Sparkling wine is like any other vino in terms of quality. There are super-cheap headache producers, everyday bottles, and loveliness to pull from the cellar when something magical is going on. I won’t touch the first and I’ve talked enough about the second in other columns. Today, we focus on the good stuff.
Sparkling wine, more so than any other type of wine that I can think of, has a “top end” dominated almost exclusively by wines with strong name recognition. Let me demonstrate with a quick game of word association. What’s the first wine that pops to mind when I say “good cabernet sauvignon?” Just answer, don’t think.
Were I able to magically see all your answers, I’d probably have a list of hundreds of brands with prices ranging from fifteen bucks to hundreds. Now, try it again. Do the same thing for “good bubbly.” No thinking – just whatever comes to mind.
I can practically guarantee 95% of you immediately pulled something from this list: “Dom Perignon,” “Cristal (or Louis Roederer),” “Krug,” or “Veuve Clicquot.”
These names rise to the surface for a reason. Yes, they’re excellent wines – and they’ve been excellent wines for decades. Because so few wine makers, relatively, make sparkling wine – the top end sparklers prices’ end up inflated simply because of name recognition. Hooters puts a $200 bottle of Dom Perignon on every menu for a reason, no? You won’t find any of those wines for under $60-70.
The other notable fact – all of these wines are Champagnes. There’s romance in the word “Champagne” which adds several dollars to the sticker price. As we’ve discussed here before, most sparkling wine is not Champagne. For a wine to be truly “Champagne,” it must be made in the Champagne region of France using “Méthode Champenoise” – a particular technique for carbonation and aging. (“That Champagne’s not Korbel” is actually an indication of quality.)
There’s a good reason why these wines are as expensive as they are. Wines made in the Champagne are, on average, more complex and of higher quality than similar wines made elsewhere in the world, even if the same production methods are employed. However, there’s plenty of excellent sparkling wine made in other places without as much notoriety.
During this festive season, there are plenty of occasions for bubbly. Some of those occasions might call for a “better than everyday” sparkler. I have a couple of ideas, and I asked some of my local friends in the wine biz for recommendations on some bottles that would be appropriate for when “good” bubbly is on the menu, but you might not want to blow all of your gift-buying cash in one place.
Baumard Crémant Brut-Carte Turquoise ($17-23) – from Anjou in the Loire Valley, a blend of chenin blanc and cabernet franc has a crisp flavor of apricots and a very clean finish.
Charles Ellner Brut Reserve Champagne ($30-50) – a classic Champagne. Plenty of earth and yeast on the nose with long flavors of vanilla and honey on the finish.
Piper-Heidsieck Brut Champagne ($40-55) – one of the “just below the top” producers in Champagne. A little more fruit than many, but a consistent, high-quality product that’s been around for many, many years.
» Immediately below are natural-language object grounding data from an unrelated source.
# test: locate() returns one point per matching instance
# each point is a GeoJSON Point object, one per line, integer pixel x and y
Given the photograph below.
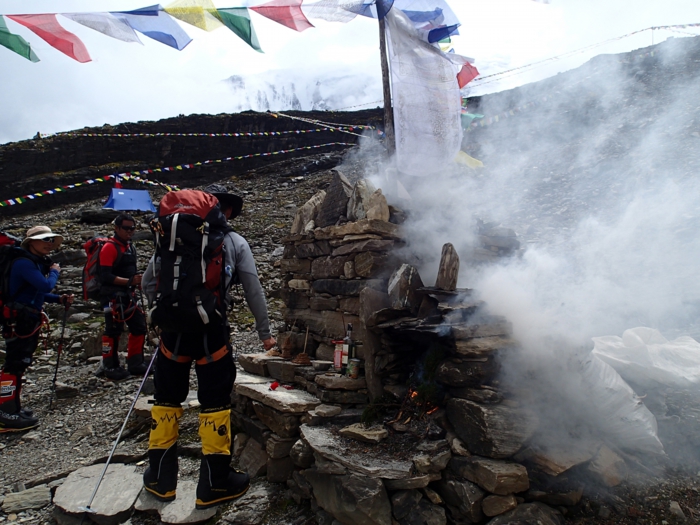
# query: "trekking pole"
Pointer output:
{"type": "Point", "coordinates": [87, 507]}
{"type": "Point", "coordinates": [58, 354]}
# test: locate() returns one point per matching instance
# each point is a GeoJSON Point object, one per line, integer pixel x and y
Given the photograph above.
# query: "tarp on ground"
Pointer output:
{"type": "Point", "coordinates": [129, 200]}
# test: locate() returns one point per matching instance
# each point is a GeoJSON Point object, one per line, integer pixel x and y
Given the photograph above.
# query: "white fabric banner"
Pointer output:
{"type": "Point", "coordinates": [107, 24]}
{"type": "Point", "coordinates": [426, 100]}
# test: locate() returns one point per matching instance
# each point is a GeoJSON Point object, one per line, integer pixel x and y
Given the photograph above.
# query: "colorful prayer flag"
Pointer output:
{"type": "Point", "coordinates": [199, 13]}
{"type": "Point", "coordinates": [335, 10]}
{"type": "Point", "coordinates": [106, 24]}
{"type": "Point", "coordinates": [156, 24]}
{"type": "Point", "coordinates": [47, 27]}
{"type": "Point", "coordinates": [237, 19]}
{"type": "Point", "coordinates": [285, 12]}
{"type": "Point", "coordinates": [16, 43]}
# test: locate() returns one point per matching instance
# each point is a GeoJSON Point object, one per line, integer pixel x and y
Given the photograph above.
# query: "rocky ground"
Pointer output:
{"type": "Point", "coordinates": [563, 182]}
{"type": "Point", "coordinates": [80, 430]}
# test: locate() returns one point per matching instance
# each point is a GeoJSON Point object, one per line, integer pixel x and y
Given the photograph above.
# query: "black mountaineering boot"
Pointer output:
{"type": "Point", "coordinates": [219, 482]}
{"type": "Point", "coordinates": [160, 478]}
{"type": "Point", "coordinates": [12, 418]}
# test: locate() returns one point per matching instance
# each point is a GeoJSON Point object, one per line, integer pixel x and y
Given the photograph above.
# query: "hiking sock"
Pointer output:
{"type": "Point", "coordinates": [218, 481]}
{"type": "Point", "coordinates": [160, 478]}
{"type": "Point", "coordinates": [134, 357]}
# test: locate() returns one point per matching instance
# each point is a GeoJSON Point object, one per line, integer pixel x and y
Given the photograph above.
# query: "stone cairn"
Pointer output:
{"type": "Point", "coordinates": [472, 460]}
Delamotte Brut Champagne ($40-55) – the flipside of the Piper, this one is tart and crisp. Long and complex. The word that I see over and over again in reviews of this wine is “stylish.”
If I’m getting a good bottle that’s not from France, I’m looking to California:
Roederer Estates L’Ermitage Brut ($35-55) – I had the good fortune to visit this winery on a recent trip to California. Roederer Estates is the California branch of Louis Roederer, creator of Cristal. However, for about $80 less a bottle, you can take the cage off a bottle of this beautiful sparkler. Probably as close to Champagne style as I’ve had from an American bubbly. I highly recommend.
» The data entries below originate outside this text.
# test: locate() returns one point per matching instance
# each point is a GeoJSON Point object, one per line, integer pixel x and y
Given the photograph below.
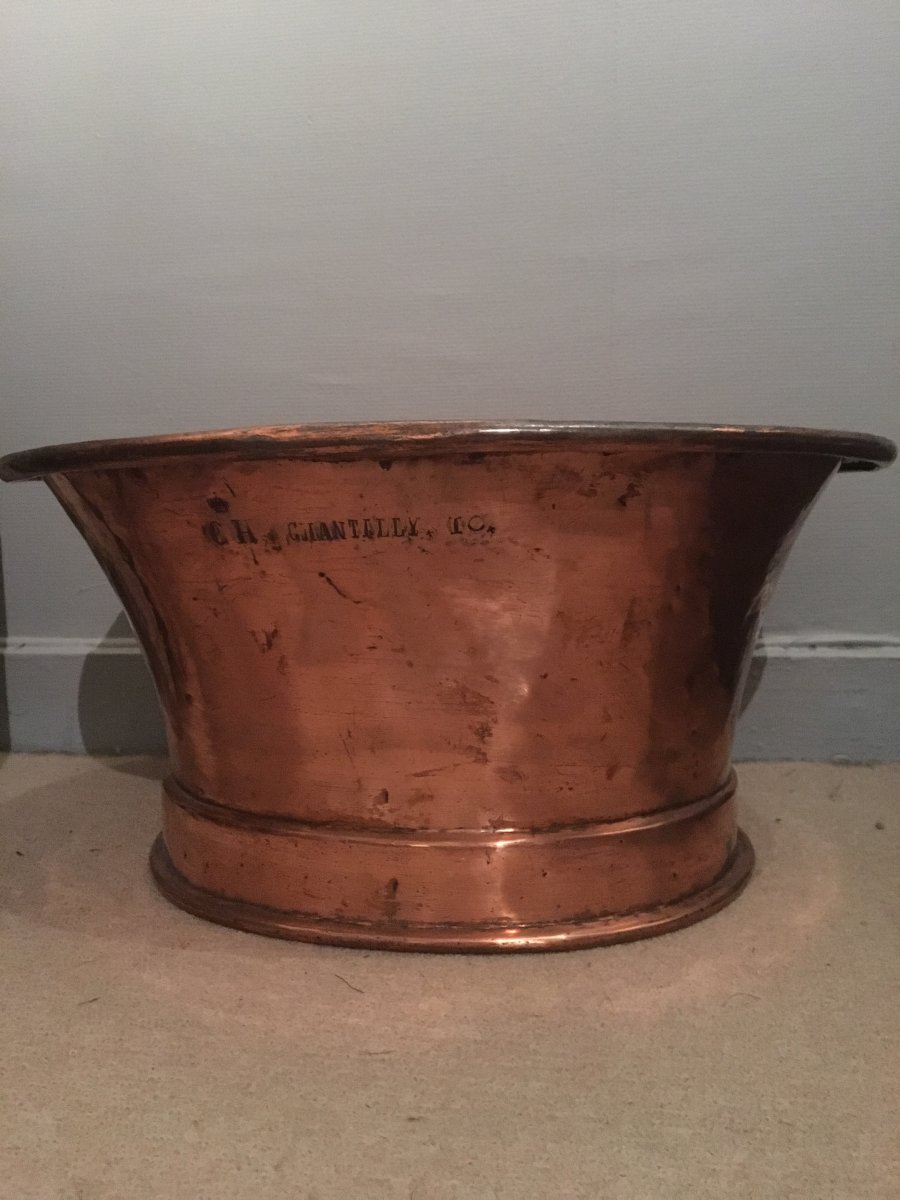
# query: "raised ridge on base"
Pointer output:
{"type": "Point", "coordinates": [456, 939]}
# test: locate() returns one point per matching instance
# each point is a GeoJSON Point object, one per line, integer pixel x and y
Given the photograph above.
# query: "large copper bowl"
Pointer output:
{"type": "Point", "coordinates": [449, 687]}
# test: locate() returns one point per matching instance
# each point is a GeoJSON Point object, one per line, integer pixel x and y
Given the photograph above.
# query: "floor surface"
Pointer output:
{"type": "Point", "coordinates": [145, 1054]}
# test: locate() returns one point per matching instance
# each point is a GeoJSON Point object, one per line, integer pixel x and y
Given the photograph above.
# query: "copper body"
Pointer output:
{"type": "Point", "coordinates": [449, 687]}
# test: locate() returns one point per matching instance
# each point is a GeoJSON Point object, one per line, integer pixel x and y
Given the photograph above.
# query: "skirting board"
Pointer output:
{"type": "Point", "coordinates": [810, 696]}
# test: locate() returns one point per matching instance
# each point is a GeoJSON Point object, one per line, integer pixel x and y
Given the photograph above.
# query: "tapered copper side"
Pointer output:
{"type": "Point", "coordinates": [449, 687]}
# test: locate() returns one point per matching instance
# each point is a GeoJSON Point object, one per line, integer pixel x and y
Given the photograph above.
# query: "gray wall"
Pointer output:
{"type": "Point", "coordinates": [238, 213]}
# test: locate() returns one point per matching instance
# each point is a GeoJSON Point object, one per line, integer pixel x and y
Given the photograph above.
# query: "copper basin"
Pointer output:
{"type": "Point", "coordinates": [449, 687]}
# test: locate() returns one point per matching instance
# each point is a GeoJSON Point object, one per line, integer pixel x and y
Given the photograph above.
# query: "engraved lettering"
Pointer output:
{"type": "Point", "coordinates": [305, 532]}
{"type": "Point", "coordinates": [243, 532]}
{"type": "Point", "coordinates": [214, 531]}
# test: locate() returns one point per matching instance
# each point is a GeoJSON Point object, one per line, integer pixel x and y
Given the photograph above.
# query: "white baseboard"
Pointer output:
{"type": "Point", "coordinates": [814, 696]}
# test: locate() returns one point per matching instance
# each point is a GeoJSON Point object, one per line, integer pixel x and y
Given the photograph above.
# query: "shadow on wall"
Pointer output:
{"type": "Point", "coordinates": [754, 677]}
{"type": "Point", "coordinates": [118, 709]}
{"type": "Point", "coordinates": [5, 738]}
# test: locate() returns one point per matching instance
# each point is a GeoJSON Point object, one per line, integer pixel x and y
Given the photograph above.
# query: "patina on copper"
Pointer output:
{"type": "Point", "coordinates": [449, 687]}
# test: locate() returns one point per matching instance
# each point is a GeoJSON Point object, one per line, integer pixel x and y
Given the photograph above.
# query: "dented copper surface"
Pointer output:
{"type": "Point", "coordinates": [449, 687]}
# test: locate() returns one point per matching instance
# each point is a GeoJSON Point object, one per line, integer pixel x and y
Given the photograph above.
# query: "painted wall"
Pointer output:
{"type": "Point", "coordinates": [235, 213]}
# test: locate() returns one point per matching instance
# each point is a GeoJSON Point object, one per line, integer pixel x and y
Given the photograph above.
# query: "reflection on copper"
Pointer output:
{"type": "Point", "coordinates": [449, 687]}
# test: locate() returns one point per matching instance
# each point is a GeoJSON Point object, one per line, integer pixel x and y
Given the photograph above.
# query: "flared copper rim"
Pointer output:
{"type": "Point", "coordinates": [423, 439]}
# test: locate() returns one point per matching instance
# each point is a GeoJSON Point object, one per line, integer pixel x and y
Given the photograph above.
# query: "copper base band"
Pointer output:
{"type": "Point", "coordinates": [451, 889]}
{"type": "Point", "coordinates": [455, 939]}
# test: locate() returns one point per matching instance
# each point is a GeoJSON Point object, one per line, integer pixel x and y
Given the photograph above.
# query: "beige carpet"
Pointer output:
{"type": "Point", "coordinates": [148, 1054]}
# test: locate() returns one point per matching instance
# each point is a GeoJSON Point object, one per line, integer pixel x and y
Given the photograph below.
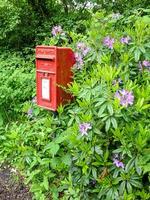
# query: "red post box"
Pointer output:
{"type": "Point", "coordinates": [53, 70]}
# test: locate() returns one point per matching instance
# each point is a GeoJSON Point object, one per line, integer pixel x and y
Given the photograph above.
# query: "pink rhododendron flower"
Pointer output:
{"type": "Point", "coordinates": [79, 60]}
{"type": "Point", "coordinates": [146, 63]}
{"type": "Point", "coordinates": [125, 40]}
{"type": "Point", "coordinates": [84, 127]}
{"type": "Point", "coordinates": [83, 48]}
{"type": "Point", "coordinates": [126, 97]}
{"type": "Point", "coordinates": [108, 41]}
{"type": "Point", "coordinates": [118, 163]}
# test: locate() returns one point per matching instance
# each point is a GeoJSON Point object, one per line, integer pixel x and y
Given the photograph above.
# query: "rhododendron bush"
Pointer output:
{"type": "Point", "coordinates": [97, 147]}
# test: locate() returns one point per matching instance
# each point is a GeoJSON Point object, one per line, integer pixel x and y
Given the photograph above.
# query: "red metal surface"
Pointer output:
{"type": "Point", "coordinates": [53, 69]}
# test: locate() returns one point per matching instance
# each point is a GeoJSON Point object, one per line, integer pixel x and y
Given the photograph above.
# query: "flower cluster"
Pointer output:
{"type": "Point", "coordinates": [117, 162]}
{"type": "Point", "coordinates": [83, 50]}
{"type": "Point", "coordinates": [84, 127]}
{"type": "Point", "coordinates": [34, 100]}
{"type": "Point", "coordinates": [126, 97]}
{"type": "Point", "coordinates": [30, 112]}
{"type": "Point", "coordinates": [57, 30]}
{"type": "Point", "coordinates": [117, 81]}
{"type": "Point", "coordinates": [108, 42]}
{"type": "Point", "coordinates": [116, 16]}
{"type": "Point", "coordinates": [79, 60]}
{"type": "Point", "coordinates": [145, 64]}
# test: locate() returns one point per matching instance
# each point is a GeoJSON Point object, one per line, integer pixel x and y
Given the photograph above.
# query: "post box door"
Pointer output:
{"type": "Point", "coordinates": [46, 90]}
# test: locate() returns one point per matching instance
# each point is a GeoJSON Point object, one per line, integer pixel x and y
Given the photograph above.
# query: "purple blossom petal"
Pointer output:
{"type": "Point", "coordinates": [83, 48]}
{"type": "Point", "coordinates": [30, 112]}
{"type": "Point", "coordinates": [118, 163]}
{"type": "Point", "coordinates": [146, 63]}
{"type": "Point", "coordinates": [125, 40]}
{"type": "Point", "coordinates": [126, 97]}
{"type": "Point", "coordinates": [79, 60]}
{"type": "Point", "coordinates": [84, 127]}
{"type": "Point", "coordinates": [108, 41]}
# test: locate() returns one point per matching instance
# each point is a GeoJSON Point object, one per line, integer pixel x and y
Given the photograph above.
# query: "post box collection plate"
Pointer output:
{"type": "Point", "coordinates": [53, 69]}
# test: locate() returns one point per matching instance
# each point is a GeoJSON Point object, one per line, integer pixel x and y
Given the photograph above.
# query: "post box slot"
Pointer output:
{"type": "Point", "coordinates": [46, 65]}
{"type": "Point", "coordinates": [45, 89]}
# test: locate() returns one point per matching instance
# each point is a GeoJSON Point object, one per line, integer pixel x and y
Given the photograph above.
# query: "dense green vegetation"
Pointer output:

Mumm DVX ($40-55) – From Napa Valley, this is the high-end bottling from this very well-known winery. Like Roederer, they put together some very solid $20 bubbly, but if you need something a little higher end with a bit of an edge, the DVX is a yearly award winner.
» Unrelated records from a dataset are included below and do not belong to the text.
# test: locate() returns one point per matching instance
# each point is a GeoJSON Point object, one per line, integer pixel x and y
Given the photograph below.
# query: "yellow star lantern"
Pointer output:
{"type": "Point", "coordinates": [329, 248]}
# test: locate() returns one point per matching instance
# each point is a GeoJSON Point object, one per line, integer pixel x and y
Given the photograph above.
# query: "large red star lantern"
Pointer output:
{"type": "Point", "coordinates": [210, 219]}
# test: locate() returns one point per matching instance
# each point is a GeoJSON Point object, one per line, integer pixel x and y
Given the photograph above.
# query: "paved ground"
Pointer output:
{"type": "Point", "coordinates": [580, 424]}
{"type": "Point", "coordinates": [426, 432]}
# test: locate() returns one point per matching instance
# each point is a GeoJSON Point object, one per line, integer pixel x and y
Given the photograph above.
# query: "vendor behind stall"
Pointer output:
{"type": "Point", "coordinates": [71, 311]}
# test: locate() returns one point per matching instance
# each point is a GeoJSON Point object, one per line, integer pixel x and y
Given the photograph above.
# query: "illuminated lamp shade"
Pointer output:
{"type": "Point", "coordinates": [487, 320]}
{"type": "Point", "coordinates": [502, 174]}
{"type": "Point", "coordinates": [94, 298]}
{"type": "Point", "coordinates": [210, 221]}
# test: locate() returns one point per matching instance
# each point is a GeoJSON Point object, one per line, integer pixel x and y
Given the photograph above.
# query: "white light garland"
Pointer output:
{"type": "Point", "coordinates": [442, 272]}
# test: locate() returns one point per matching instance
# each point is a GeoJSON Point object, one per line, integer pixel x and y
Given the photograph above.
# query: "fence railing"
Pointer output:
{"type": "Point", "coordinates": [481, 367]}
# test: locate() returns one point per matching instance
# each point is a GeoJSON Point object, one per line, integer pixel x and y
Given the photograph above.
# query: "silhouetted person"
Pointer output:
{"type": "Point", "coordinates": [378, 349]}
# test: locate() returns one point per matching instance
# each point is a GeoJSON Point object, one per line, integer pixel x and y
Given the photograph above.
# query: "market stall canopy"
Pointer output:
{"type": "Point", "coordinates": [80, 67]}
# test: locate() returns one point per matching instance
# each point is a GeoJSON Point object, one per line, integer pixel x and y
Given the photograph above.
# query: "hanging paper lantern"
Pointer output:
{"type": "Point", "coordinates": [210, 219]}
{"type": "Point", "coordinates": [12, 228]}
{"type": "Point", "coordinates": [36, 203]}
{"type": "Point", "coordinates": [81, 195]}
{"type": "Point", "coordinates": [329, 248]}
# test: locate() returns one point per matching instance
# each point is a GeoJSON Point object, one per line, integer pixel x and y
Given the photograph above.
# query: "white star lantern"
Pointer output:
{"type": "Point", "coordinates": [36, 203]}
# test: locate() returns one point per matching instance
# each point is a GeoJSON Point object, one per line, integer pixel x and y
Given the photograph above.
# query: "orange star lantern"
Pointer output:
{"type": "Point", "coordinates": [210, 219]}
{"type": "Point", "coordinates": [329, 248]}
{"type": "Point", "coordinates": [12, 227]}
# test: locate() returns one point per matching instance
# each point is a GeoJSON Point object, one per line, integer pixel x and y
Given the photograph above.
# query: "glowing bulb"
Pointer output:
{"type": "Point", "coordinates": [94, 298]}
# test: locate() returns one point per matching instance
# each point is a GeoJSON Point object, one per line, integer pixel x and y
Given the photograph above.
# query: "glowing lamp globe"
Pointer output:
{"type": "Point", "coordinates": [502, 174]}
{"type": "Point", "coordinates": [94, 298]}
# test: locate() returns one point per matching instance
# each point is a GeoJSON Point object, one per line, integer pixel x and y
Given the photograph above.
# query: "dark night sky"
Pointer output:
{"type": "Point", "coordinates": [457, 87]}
Schramsberg Blanc de Blancs ($25-40) – K2 calls Schramsberg the “King of the California Sparklers.” Their Blanc de Blancs is a very flavorful, apple-laden blast of flavor that’s a real bargain at the price. I was lucky enough to get a couple of bottles of this as a wedding gift. It doesn’t disappoint.
Iron Horse Russian Cuvee ($25-40) – This sparkler is near and dear to my heart, as I had a chance to try it on our very first trip to wine country. From Sonoma County, this is a little fruity and would probably land in the “extra dry” rather than “brut” category (meaning there’s a little bit of residual sugar). This wine was designed for the Reagan-Gorbachev summit meetings at the end of the Cold War. It’s especially good with a few pomegranate seeds in the glass.
There are also some excellent values from Germany and Argentina, and there’s any number of good producers of Prosecco from Italy. Bottom line? Talk to your local wine merchant. If his or her first recommendation when you ask for “good bubbly” is Dom Perignon, go elsewhere.